A quick look at the board passage rates in the ABS document shows that 31% of programs, most of which are community hospital-based, did not reach the magic 65% quota.

Two years ago, I blogged about the two major reasons why the 65% board passage threshold on the first try discriminates against community hospital programs. You can read the full piece here, but briefly one issue is that university hospitals attract smarter residents who are better test takers, and the other is that smaller programs are statistically more likely to have test result outliers.

I am unaware of any correlation between passing the boards on the first try (or the second or third tries) and a surgeon's ability to practice independently. In fact, another post I wrote discussed a paper that surveyed 4882 surgical residents. It found that community hospital trainees were more satisfied with their operative experience and more confident that they could work independently than those who trained in university programs.

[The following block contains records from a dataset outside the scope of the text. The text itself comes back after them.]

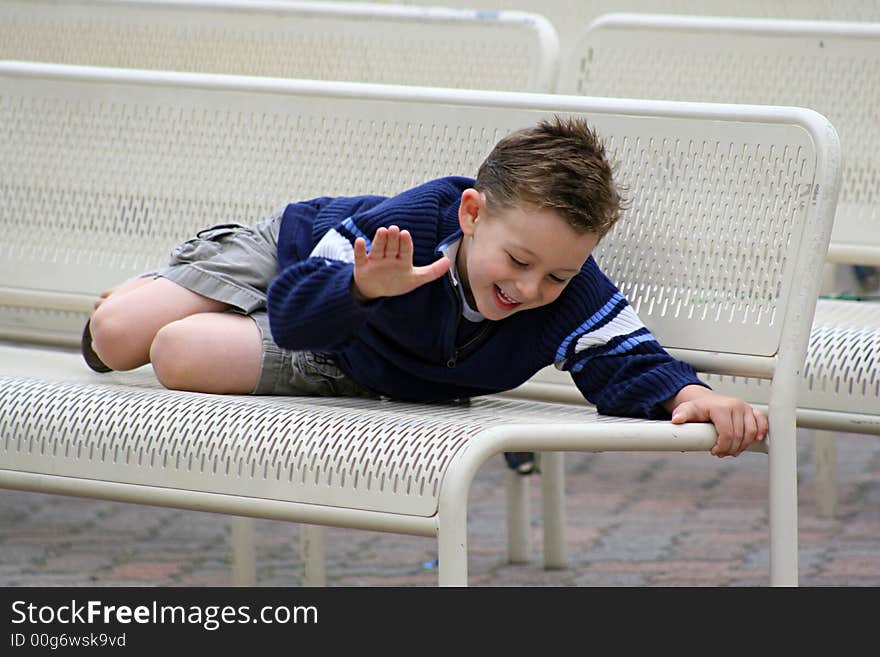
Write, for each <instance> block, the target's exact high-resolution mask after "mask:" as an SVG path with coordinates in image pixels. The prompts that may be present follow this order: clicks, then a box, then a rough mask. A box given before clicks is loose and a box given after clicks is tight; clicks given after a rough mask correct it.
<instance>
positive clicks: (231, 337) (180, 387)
mask: <svg viewBox="0 0 880 657" xmlns="http://www.w3.org/2000/svg"><path fill="white" fill-rule="evenodd" d="M262 355H263V339H262V335H261V334H260V328H259V327H258V326H257V323H256V322H255V321H254V320H253V319H251V318H250V317H248V316H247V315H239V314H238V313H230V312H228V313H216V312H206V313H199V314H196V315H190V316H188V317H185V318H183V319H180V320H178V321H176V322H171V323H170V324H166V325H165V326H164V327H162V328H161V329H160V330H159V332H158V333H157V334H156V338H155V339H154V340H153V343H152V347H151V349H150V361H151V362H152V363H153V370H154V371H155V372H156V377H157V378H158V379H159V381H161V382H162V385H164V386H165V387H167V388H172V389H174V390H190V391H196V392H213V393H220V394H249V393H251V392H253V390H254V388H256V387H257V381H258V379H259V376H260V368H261V365H262Z"/></svg>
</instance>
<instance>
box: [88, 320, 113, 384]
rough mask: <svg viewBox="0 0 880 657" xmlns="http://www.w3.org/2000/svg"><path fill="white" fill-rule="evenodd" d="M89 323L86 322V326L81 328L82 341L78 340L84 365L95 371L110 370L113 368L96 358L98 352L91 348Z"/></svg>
mask: <svg viewBox="0 0 880 657" xmlns="http://www.w3.org/2000/svg"><path fill="white" fill-rule="evenodd" d="M90 323H91V322H86V326H85V328H84V329H83V339H82V342H80V350H81V351H82V353H83V358H84V359H85V361H86V365H88V366H89V367H91V368H92V369H93V370H95V371H96V372H101V373H103V372H112V371H113V370H112V369H110V368H109V367H107V366H106V365H104V362H103V361H102V360H101V359H100V358H98V354H96V353H95V351H94V350H93V349H92V331H91V329H90V328H89V324H90Z"/></svg>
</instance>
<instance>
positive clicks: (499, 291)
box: [498, 287, 519, 303]
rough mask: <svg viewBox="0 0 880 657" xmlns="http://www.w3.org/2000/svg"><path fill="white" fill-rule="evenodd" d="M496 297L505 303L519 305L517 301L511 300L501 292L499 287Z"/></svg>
mask: <svg viewBox="0 0 880 657" xmlns="http://www.w3.org/2000/svg"><path fill="white" fill-rule="evenodd" d="M498 296H500V297H501V299H502V300H503V301H504V302H506V303H519V301H517V300H516V299H511V298H510V297H509V296H507V295H506V294H504V290H502V289H501V288H500V287H499V288H498Z"/></svg>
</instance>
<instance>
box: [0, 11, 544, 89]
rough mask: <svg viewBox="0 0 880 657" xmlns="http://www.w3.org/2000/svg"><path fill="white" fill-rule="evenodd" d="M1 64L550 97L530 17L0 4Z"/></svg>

But there is another consideration. Fair or not, programs with first-time board passage rates chronically below 65% are at some risk for both RRC probation, which is detrimental to recruiting, and possible discontinuation. It is difficult to quickly turn around a low board passage rate because the number of graduates is small in most community programs and the stain left by a failed first-time taker lasts five years.

So what should you do?

Perhaps you should play it safe and apply to community hospital programs with adequate first-time board passage rates.

Comments from surgical educators, current residents or recent graduates of surgical training are welcome.